I recently started my CMB and really appreciate that after selecting each instrument it's not necessary to click the search as it has been on both GPO and JAAB.
Is that current, or can I download something which duplicates the CMB on my other two programs?
Thanks for responding, LOW.
As you enter new instruments on the NATIVE INSTRUMENT AUDIO UNIT SETUP, a search spotlight
opens up to initiate a search(for that instrument.) This occurs on both my Jazz & GPO, but is automatic on the CMB.
I have the opposite problem. JABB and GPO have always found the instruments. CoMB on both my x32 and x64 partitions always wants to search for the .wav files. It's pointed to the correct location but still gives me this issue.
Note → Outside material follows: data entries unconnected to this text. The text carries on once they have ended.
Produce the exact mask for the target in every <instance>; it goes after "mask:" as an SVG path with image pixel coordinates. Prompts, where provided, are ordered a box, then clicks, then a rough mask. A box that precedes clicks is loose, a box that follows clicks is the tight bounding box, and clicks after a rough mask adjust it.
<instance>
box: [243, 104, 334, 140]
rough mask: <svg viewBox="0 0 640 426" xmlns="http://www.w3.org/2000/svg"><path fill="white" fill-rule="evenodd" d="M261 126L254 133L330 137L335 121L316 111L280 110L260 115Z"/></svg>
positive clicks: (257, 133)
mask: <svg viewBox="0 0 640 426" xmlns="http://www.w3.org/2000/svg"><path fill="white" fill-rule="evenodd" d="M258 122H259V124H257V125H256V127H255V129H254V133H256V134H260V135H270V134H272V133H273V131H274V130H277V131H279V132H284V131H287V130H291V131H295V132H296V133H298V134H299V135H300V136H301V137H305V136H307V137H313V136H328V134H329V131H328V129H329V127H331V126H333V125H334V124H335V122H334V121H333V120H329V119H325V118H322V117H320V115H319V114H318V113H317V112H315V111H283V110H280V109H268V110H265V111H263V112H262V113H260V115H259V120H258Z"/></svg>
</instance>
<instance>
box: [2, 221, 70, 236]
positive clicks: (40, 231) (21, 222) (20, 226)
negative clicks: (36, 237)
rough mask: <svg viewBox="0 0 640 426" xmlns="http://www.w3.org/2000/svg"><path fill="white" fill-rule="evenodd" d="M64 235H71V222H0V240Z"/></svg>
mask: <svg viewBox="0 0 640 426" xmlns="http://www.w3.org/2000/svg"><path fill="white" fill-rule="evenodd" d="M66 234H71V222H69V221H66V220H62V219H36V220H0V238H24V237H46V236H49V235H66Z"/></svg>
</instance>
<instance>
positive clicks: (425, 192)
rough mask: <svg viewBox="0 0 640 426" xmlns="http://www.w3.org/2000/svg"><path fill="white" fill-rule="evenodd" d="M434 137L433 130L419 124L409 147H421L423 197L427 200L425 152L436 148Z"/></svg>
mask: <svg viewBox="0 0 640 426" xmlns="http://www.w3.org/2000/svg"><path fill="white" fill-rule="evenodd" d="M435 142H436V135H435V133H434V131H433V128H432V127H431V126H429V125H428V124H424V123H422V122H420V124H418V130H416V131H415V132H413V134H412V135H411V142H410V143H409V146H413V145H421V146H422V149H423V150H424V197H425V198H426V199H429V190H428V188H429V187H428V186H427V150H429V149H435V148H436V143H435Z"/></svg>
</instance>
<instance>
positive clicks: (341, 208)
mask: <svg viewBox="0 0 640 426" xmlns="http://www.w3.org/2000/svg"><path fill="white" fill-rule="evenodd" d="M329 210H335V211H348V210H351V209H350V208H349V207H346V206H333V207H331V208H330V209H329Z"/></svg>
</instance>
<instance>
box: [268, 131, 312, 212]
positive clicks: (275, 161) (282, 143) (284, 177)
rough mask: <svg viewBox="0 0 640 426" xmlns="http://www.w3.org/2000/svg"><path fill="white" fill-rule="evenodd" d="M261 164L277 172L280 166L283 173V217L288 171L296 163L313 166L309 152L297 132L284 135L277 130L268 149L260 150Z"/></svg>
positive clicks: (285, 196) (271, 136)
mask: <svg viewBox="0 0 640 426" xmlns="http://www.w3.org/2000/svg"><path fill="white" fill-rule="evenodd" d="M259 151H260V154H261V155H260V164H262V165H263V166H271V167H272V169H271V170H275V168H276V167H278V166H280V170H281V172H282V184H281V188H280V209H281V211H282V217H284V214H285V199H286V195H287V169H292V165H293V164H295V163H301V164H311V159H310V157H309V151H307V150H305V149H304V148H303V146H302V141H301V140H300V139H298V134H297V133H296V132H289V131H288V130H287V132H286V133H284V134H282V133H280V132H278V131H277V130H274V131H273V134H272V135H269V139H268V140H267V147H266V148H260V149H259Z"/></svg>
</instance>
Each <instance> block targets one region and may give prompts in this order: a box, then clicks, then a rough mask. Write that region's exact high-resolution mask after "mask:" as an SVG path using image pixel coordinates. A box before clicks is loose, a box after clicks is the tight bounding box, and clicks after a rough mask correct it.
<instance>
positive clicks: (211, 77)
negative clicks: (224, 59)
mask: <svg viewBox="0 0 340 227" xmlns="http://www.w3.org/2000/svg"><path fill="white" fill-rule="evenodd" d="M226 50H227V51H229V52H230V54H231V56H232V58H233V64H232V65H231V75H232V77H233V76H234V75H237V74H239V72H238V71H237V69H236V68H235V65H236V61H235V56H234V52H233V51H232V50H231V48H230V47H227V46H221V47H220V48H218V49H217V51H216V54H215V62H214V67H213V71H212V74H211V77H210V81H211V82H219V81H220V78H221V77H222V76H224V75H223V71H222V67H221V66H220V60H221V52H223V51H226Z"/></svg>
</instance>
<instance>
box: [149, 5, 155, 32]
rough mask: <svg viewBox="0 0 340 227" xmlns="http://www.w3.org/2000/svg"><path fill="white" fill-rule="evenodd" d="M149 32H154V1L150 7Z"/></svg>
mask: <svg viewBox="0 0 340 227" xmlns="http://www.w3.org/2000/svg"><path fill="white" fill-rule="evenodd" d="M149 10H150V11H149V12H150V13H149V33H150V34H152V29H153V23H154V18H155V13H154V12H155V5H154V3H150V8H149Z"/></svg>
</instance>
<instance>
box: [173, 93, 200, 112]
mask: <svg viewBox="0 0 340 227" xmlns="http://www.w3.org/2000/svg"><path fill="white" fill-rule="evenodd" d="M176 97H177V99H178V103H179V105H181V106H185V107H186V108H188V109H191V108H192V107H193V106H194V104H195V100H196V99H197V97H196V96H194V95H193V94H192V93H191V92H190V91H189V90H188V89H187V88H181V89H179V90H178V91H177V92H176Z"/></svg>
----I don't get what you guys are talking about---?
All my Garritan libraries (GPO, JABB, CMB and The Strad) behave the same way. I open KP2, I select a library, I select an instrument, and it loads. -
Hey Randy, they're referring to something becoming screwy between the nki instrument definition files and the sample directories. Bascially, the instrument definition file starts loading the wav samples and runs into a problem when it can't find FluteC3.wav in the right directory. So, it opens a second window that gives you the option of searching for the file manually or running an autosearch.
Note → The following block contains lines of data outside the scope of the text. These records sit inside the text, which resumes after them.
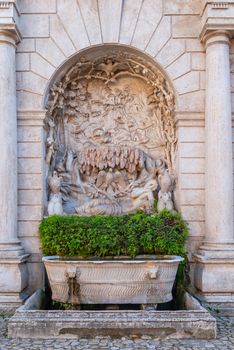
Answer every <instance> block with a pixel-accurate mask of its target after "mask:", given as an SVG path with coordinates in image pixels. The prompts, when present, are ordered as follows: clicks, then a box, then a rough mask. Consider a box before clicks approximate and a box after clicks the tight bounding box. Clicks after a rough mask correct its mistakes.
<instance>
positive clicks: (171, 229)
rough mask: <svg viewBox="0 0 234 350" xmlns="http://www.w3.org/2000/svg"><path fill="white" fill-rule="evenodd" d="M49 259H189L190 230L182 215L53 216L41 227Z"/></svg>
mask: <svg viewBox="0 0 234 350" xmlns="http://www.w3.org/2000/svg"><path fill="white" fill-rule="evenodd" d="M39 230H40V235H41V241H42V249H43V253H44V254H45V255H59V256H70V257H71V256H80V257H84V258H85V257H86V258H87V257H97V258H98V257H105V256H111V257H114V256H119V255H128V256H131V257H134V256H136V255H138V254H169V255H180V256H186V251H185V241H186V237H187V235H188V228H187V224H186V223H185V221H184V220H183V219H182V218H181V216H180V214H178V213H171V212H168V211H162V212H161V213H158V214H149V213H145V212H141V211H139V212H136V213H134V214H131V215H123V216H89V217H87V216H86V217H85V216H50V217H48V218H45V219H43V221H42V222H41V224H40V228H39Z"/></svg>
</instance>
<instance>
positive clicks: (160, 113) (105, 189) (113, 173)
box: [46, 48, 198, 215]
mask: <svg viewBox="0 0 234 350" xmlns="http://www.w3.org/2000/svg"><path fill="white" fill-rule="evenodd" d="M115 50H116V49H115ZM105 52H106V53H105V55H104V54H103V53H102V54H101V55H100V53H99V55H96V57H95V55H94V56H93V57H91V59H89V60H88V59H87V58H85V57H81V59H80V60H79V61H78V63H76V65H74V66H72V67H71V68H70V69H69V70H68V71H67V72H66V74H65V76H64V77H63V78H62V80H61V81H60V82H57V83H56V84H54V85H53V86H52V88H51V93H50V96H49V102H48V112H47V119H46V129H47V141H46V148H47V151H46V164H47V166H48V170H49V173H48V178H47V182H48V187H49V190H50V191H49V203H48V214H49V215H53V214H63V213H67V214H71V213H77V214H79V215H93V214H112V215H113V214H114V215H115V214H122V213H131V212H133V211H135V210H136V209H138V208H142V209H143V208H144V209H146V210H148V211H150V210H152V208H153V203H154V191H156V190H158V210H159V211H161V210H163V209H168V210H172V209H173V207H174V205H173V199H172V190H173V185H174V178H173V176H174V159H175V149H176V142H177V139H176V134H175V122H174V115H173V110H174V97H173V93H172V91H171V89H170V86H169V84H168V83H167V81H166V79H165V78H164V77H163V75H162V74H161V72H160V71H159V70H157V69H156V67H153V66H152V65H150V63H149V62H147V61H146V60H144V59H143V58H140V57H137V56H136V55H135V54H133V53H131V52H130V51H129V53H128V52H126V51H110V50H109V51H107V48H106V49H105ZM87 54H88V53H87ZM195 74H196V72H195ZM197 74H198V73H197Z"/></svg>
In Gary and Jim's cases, the samples are seemingly in the correct directory, but the definition file still can't find them. It's odd behavior, though I suspect it can be remedied by opening up the patch in Kontakt 2 (and possibly Kontakt Player 2) and re-saving it. I'm not sure whether the "Use absolute sample path" option should be checked, but you might try it both ways and see which works. (I think it should be checked, so that as long as you don't move the path to the nks monolith files, K2 knows exactly where they are.)
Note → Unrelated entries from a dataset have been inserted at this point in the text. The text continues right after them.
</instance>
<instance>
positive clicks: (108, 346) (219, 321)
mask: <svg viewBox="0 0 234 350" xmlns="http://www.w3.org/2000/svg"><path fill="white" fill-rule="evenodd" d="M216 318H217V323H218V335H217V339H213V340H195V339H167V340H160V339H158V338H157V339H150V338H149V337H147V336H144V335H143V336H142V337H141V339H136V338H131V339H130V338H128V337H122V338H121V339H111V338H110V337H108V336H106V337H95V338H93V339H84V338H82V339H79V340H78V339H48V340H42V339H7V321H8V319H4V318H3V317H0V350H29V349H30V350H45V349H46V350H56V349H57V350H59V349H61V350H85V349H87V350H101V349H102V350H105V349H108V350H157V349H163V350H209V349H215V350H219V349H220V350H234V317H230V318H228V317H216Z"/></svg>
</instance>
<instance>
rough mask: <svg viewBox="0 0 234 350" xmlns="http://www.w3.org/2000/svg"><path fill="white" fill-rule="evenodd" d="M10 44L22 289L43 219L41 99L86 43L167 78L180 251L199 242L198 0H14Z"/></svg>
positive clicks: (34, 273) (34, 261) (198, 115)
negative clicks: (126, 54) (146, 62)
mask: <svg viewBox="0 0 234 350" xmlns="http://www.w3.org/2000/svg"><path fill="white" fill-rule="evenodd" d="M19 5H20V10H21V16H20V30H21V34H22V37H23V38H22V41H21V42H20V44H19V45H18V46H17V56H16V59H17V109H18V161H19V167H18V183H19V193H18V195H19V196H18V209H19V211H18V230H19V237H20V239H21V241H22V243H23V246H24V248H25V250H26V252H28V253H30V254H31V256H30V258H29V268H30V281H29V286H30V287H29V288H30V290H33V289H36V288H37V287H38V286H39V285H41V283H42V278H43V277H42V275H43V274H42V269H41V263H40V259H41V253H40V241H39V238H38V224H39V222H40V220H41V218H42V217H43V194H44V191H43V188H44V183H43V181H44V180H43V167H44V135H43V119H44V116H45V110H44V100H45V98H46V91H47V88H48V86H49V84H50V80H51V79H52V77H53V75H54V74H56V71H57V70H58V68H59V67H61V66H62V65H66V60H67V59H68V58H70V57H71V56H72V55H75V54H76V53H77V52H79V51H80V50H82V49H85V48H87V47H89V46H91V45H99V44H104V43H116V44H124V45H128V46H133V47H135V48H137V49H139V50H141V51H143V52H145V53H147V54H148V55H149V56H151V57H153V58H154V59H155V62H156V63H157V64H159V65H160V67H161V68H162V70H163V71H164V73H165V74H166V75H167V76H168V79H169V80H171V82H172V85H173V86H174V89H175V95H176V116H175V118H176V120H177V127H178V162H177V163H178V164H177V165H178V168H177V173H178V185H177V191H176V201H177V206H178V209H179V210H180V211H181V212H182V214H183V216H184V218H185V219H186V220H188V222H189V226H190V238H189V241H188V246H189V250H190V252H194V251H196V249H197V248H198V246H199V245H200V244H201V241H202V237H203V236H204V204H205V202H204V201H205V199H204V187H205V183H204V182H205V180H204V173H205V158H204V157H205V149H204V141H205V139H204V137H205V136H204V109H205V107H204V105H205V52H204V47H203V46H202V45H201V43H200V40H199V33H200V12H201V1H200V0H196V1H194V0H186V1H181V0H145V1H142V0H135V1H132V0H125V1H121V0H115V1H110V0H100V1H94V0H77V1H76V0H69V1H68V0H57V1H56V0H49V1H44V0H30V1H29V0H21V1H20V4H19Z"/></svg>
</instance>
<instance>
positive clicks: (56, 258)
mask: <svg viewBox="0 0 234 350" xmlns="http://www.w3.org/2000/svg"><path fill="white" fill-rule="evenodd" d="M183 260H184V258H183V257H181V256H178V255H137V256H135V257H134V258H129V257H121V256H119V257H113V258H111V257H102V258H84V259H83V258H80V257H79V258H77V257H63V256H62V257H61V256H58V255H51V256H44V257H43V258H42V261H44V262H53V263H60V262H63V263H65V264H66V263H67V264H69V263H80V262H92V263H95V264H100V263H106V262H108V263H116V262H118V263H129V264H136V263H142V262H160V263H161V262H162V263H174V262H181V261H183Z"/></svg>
I would think so - That's the way my KP2 is, and I think it's the default--? --Why have that unchecked?
Unchecking it allows you to move folders around on your system. It applies more to open libraries where the samples are not locked. It preserves the relative position of subfolders, so you could move your "Celtiberic War Horn" nki's from C:\WarHorn to C:\Ethnic\WarHorn and, provided WarHorn.nki was within the WarHorn folder, when the nki went to load HornC4.wav it would look for the wave file in a path relative from the nki. It would know to find the sample as [wherever warhorn.nki is]\samples\HornC4.wav, where in an absolute path it would look for it in C:\WarHorn\samples\HornC4.wav.
Absolute paths are handy when you are uncertain where the nki's will end up but know where the samples will be, while relative structures are good when you know the nki is going to stay in the same folder structure as the sample.